However, if the world was to be in a situation in which there was the absence of poor countries, I am certain that rich countries will still exist and even continue to prosper. One of the prominent aims of the United Nations Development Programme (UNDP) is to eradicate extreme poverty by 2015. Extreme poverty occurs when an individual survives on less than US$2.15 a day. Technically, if there was a moment in time in which no individual was considered poor, there would be no poor country as individuals are the building blocks of a country. As such, the UNDP envisions a world without any poor countries; this is, apparently, for the betterment of society at large.

The fact that countries develop means that there will be technological advancements and a shift in focus towards the growth of certain industries. Consequently, we would expect farming activities to decreases tremendously alongside the evolution of countries into developed, rich ones. However, this may not be the case. Applying technology in farming regions has led to an increase in the production of foodstuffs, as well as a more uniform quality of food. This has allowed the farmers in the United States of America (USA) to be among the most productive in the world. With just 0.3 per cent of the world’s agricultural workforce, the USA produces around 45 per cent of all soybeans, 40 per cent of all maize, 22 per cent of all beef, 25 per cent of all poultry meat and supplies up to half of the world’s grain exports. Thus, it is observed that the productivity, and hence profitability of primary industries, can be increased with the usage of modern technology; such technology can only be considered affordable if countries are not poor. We also realise that our basic necessities can still be met without the presence of poor countries. Thus, rich countries may still exist without poor countries and are not dependent on poor countries.

Furthermore, economically, rich countries will prosper.  As countries develop, people will demand better quality and a larger variety of goods and services. As such, the centre of attention of companies will change based on consumer trends. Many companies today have developed their research and development sects to ensure the competitiveness of their products. Specialised, skilled workers will be required for the sustenance of such jobs; such workers can mostly be found in rich, developed countries in which the majority of their populations are educated. Today, our society does not demand as many bicycles as before; we demand more motorised vehicles such as cars and motorcycles. This was especially observed in China as the number of vehicles purchased increased alongside the development of their economy. Thus, rich countries will prosper due to the increasing demand for skilled labour, based on changing trends of consumption, internationally that is caused by the basic principle of interdependence amongst countries.

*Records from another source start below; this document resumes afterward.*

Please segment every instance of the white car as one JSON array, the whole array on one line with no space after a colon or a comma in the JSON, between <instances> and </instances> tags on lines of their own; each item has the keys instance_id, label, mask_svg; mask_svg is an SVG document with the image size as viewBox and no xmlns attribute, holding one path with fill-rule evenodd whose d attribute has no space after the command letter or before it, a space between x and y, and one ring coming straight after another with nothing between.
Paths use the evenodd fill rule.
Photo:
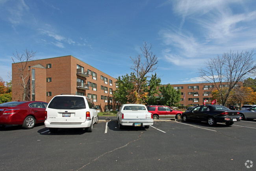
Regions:
<instances>
[{"instance_id":1,"label":"white car","mask_svg":"<svg viewBox=\"0 0 256 171\"><path fill-rule=\"evenodd\" d=\"M85 128L93 131L98 121L98 112L93 101L77 95L59 95L50 102L45 110L45 125L51 132L58 128Z\"/></svg>"},{"instance_id":2,"label":"white car","mask_svg":"<svg viewBox=\"0 0 256 171\"><path fill-rule=\"evenodd\" d=\"M120 129L123 128L124 126L148 128L154 123L152 114L143 104L123 104L117 113L117 119Z\"/></svg>"}]
</instances>

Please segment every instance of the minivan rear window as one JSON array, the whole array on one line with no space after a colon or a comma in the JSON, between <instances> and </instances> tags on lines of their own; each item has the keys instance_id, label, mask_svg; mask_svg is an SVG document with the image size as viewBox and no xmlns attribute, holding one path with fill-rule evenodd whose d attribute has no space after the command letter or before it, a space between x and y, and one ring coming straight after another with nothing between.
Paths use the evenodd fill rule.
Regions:
<instances>
[{"instance_id":1,"label":"minivan rear window","mask_svg":"<svg viewBox=\"0 0 256 171\"><path fill-rule=\"evenodd\" d=\"M84 98L82 97L56 96L51 101L48 108L59 109L85 109Z\"/></svg>"}]
</instances>

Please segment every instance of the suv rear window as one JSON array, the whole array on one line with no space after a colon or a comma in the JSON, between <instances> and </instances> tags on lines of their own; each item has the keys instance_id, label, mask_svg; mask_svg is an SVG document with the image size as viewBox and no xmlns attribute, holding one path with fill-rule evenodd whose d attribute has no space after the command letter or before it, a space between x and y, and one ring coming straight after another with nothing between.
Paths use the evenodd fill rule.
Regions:
<instances>
[{"instance_id":1,"label":"suv rear window","mask_svg":"<svg viewBox=\"0 0 256 171\"><path fill-rule=\"evenodd\" d=\"M85 109L84 99L81 97L57 96L51 101L48 107L61 109Z\"/></svg>"},{"instance_id":2,"label":"suv rear window","mask_svg":"<svg viewBox=\"0 0 256 171\"><path fill-rule=\"evenodd\" d=\"M149 106L148 110L148 111L155 111L156 110L156 107L154 106Z\"/></svg>"}]
</instances>

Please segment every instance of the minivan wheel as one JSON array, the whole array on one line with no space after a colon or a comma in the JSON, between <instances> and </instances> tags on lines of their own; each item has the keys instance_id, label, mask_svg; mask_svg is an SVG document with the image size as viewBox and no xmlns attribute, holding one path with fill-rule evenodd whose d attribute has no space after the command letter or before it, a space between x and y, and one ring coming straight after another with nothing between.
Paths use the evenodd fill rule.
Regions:
<instances>
[{"instance_id":1,"label":"minivan wheel","mask_svg":"<svg viewBox=\"0 0 256 171\"><path fill-rule=\"evenodd\" d=\"M53 127L49 127L49 131L50 131L51 133L55 133L58 131L58 129Z\"/></svg>"},{"instance_id":2,"label":"minivan wheel","mask_svg":"<svg viewBox=\"0 0 256 171\"><path fill-rule=\"evenodd\" d=\"M32 116L28 116L24 120L22 127L25 129L31 129L34 127L35 124L35 118Z\"/></svg>"},{"instance_id":3,"label":"minivan wheel","mask_svg":"<svg viewBox=\"0 0 256 171\"><path fill-rule=\"evenodd\" d=\"M86 132L88 132L88 133L91 133L93 132L93 121L92 120L91 123L91 126L90 126L90 127L86 128L85 129L85 131L86 131Z\"/></svg>"}]
</instances>

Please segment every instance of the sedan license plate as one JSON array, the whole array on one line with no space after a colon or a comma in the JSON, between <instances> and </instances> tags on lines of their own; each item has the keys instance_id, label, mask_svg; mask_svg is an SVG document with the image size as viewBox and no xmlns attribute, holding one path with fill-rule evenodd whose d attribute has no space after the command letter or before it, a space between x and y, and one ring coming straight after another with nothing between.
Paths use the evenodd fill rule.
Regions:
<instances>
[{"instance_id":1,"label":"sedan license plate","mask_svg":"<svg viewBox=\"0 0 256 171\"><path fill-rule=\"evenodd\" d=\"M62 113L62 117L70 117L70 113Z\"/></svg>"},{"instance_id":2,"label":"sedan license plate","mask_svg":"<svg viewBox=\"0 0 256 171\"><path fill-rule=\"evenodd\" d=\"M135 123L134 126L141 126L141 123Z\"/></svg>"}]
</instances>

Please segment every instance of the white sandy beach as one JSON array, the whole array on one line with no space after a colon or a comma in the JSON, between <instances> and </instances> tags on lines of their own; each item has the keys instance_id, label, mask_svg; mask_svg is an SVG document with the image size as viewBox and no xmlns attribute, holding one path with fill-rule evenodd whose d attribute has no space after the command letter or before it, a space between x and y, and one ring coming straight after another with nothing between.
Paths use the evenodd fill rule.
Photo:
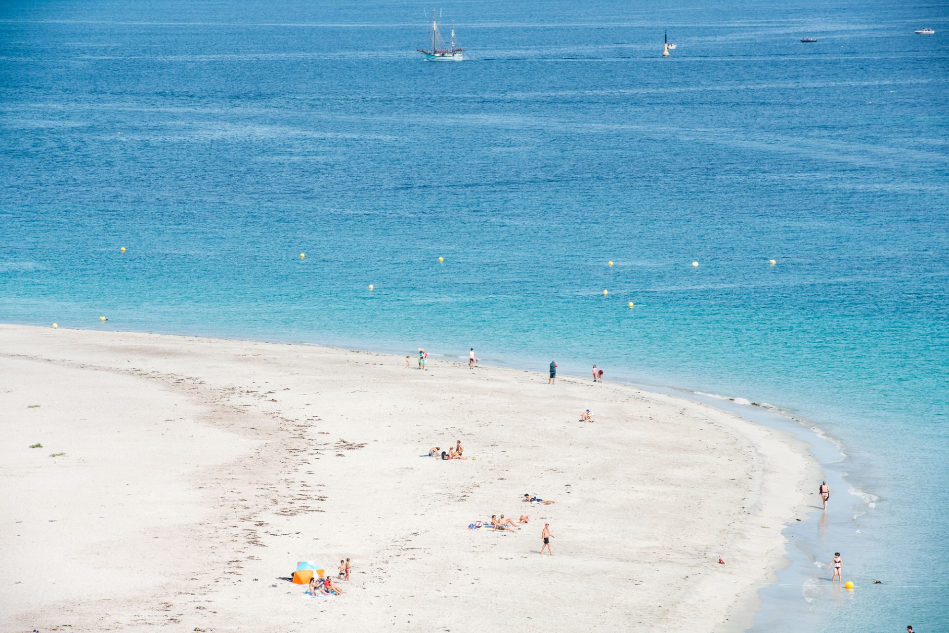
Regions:
<instances>
[{"instance_id":1,"label":"white sandy beach","mask_svg":"<svg viewBox=\"0 0 949 633\"><path fill-rule=\"evenodd\" d=\"M723 630L820 477L684 398L404 363L0 326L0 629ZM493 514L530 522L467 529ZM281 579L345 557L343 596Z\"/></svg>"}]
</instances>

Besides that, as poor countries move out of the causation cycle, the price of products will increase due to the increase in the cost of labour and consequently, cost of production. However, citizens of rich countries will still be able to afford such goods and services due to their high disposable incomes. Thus, it is almost impossible to imagine a time in which rich people in rich countries cannot afford their basic necessities due to their high prices. Today itself, such people demand expensive, luxurious items such as branded clothes and quality food. As such, although rich countries may suffer financially due to the increase in the cost of living, they will never fall due to such a problem.

In conclusion, rich countries will exist despite the absence of poor countries. Undeniably, rich countries are highly dependent on poor countries, mainly because of globalisation. However, rich countries will still exist due to the fact that their basic necessities will be met and that their high Gross Domestic Product will still be sufficient for their development. As such, rich countries should not be reluctant to assist in the development of poor countries into rich ones. Such an action may be detrimental to rich countries in the short term; nevertheless, abundant advantages such as increased productivity due to improvements and increased access to technology will be experienced in the long term. Thus, we should work towards the development of our international society for the benefit of the future of civilisation.